Chapter 63. XML document type definitions

Index

Defining custom document type entities
#include <x/xml/doc.H>
#include <x/xml/newdtd.H>

auto empty_document=x::xml::doc::create();
lock->create_child()->element({"html"})
    ->element({"body"})
    ->element({"p"})
    ->text("Hello world");
lock->create_internal_dtd("-//W3C//DTD XHTML 1.0 Strict//EN",
                          "http://www.w3.org/TR/xhtml1/DTD/xhtml1-strict.dtd");
lock->save_file("filename.html", true);

This example creates the following file:


<?xml version="1.0" encoding="UTF-8"?>
<!DOCTYPE html PUBLIC "-//W3C//DTD XHTML 1.0 Strict//EN" "http://www.w3.org/TR/xhtml1/DTD/xhtml1-strict.dtd">
<html xmlns="http://www.w3.org/1999/xhtml">
  <body>
    <p>Hello world</p>
  </body>
</html>

A writer lock's create_internal_dtd() method adds a DOCTYPE declaration to the XML document. The XML document cannot be empty. create_internal_dtd() returns a x::xml::newdtd, which is a reference to a reference-counted object with methods that further modify the document type declaration.

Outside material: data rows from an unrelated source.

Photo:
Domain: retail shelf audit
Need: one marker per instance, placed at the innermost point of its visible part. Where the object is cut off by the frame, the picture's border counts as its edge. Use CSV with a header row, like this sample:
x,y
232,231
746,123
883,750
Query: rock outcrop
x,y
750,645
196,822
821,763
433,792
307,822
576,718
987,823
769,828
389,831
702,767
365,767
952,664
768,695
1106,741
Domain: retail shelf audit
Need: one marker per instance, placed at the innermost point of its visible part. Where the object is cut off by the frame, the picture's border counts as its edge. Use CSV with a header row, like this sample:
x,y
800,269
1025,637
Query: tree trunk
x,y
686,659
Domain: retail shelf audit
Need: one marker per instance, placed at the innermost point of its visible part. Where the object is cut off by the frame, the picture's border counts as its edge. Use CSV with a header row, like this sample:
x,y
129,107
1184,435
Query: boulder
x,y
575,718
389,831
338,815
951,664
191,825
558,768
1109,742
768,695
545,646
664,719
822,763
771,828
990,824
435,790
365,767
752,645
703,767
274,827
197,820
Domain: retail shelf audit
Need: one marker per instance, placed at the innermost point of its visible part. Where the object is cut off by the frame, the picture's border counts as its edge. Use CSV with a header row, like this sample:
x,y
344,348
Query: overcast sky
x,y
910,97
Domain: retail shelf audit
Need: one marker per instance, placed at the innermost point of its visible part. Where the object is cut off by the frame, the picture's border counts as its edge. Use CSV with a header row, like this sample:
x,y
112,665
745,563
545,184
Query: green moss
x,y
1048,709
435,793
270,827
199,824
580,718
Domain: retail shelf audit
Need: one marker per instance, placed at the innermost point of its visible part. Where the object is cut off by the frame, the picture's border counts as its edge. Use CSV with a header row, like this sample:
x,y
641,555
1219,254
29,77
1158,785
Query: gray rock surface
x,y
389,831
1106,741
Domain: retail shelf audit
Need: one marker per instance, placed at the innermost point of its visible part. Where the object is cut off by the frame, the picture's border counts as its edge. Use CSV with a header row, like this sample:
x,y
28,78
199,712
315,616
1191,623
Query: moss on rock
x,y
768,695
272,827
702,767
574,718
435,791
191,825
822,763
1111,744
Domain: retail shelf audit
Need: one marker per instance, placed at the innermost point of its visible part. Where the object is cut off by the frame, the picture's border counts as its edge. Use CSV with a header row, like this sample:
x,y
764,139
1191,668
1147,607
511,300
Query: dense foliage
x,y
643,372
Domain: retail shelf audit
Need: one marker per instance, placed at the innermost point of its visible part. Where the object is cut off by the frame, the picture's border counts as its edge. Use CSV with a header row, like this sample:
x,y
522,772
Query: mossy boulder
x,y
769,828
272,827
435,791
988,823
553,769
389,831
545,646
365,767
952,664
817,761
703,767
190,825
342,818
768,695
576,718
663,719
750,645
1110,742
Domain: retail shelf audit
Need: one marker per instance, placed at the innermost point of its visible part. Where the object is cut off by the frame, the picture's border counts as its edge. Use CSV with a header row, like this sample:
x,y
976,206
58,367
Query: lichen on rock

A reader lock's get_internal_dtd() returns a x::xml::dtd that represents the existing document's DOCTYPE declaration. A writer lock also implements get_internal_dtd(), but the writer lock's version returns a x::xml::newdtd. x::xml::newdtd's object is a subclass of x::xml::dtd's object and inherits all of x::xml::dtd's object's methods that provide access to the DOCTYPE's definition:

auto dtd=rlock->get_internal_dtd();

if (dtd->exists())
{
    std::cout << "Name: " << dtd->name() << std::endl
              << dtd->external_id() << std::endl
              << dtd->system_id() << std::endl;
}

get_internal_dtd() returns a x::xml::dtd or a x::xml::newdtd even when the XML document does not have a DOCTYPE. Its exists() returns a bool indication whether the DOCTYPE exists. If so, name(), external_id(), and system_id() indicate the DOCTYPE's name, public/external identifier, and the system identifier.

Note

x::xml::dtd and x::xml::newdtd are references to a reference-counted objects that get created by a reader or a writer lock. They each hold an internal reference on the lock that created them, until all references to x::xml::dtd's or x::xml::newdtd's object go out of scope and it gets destroyed.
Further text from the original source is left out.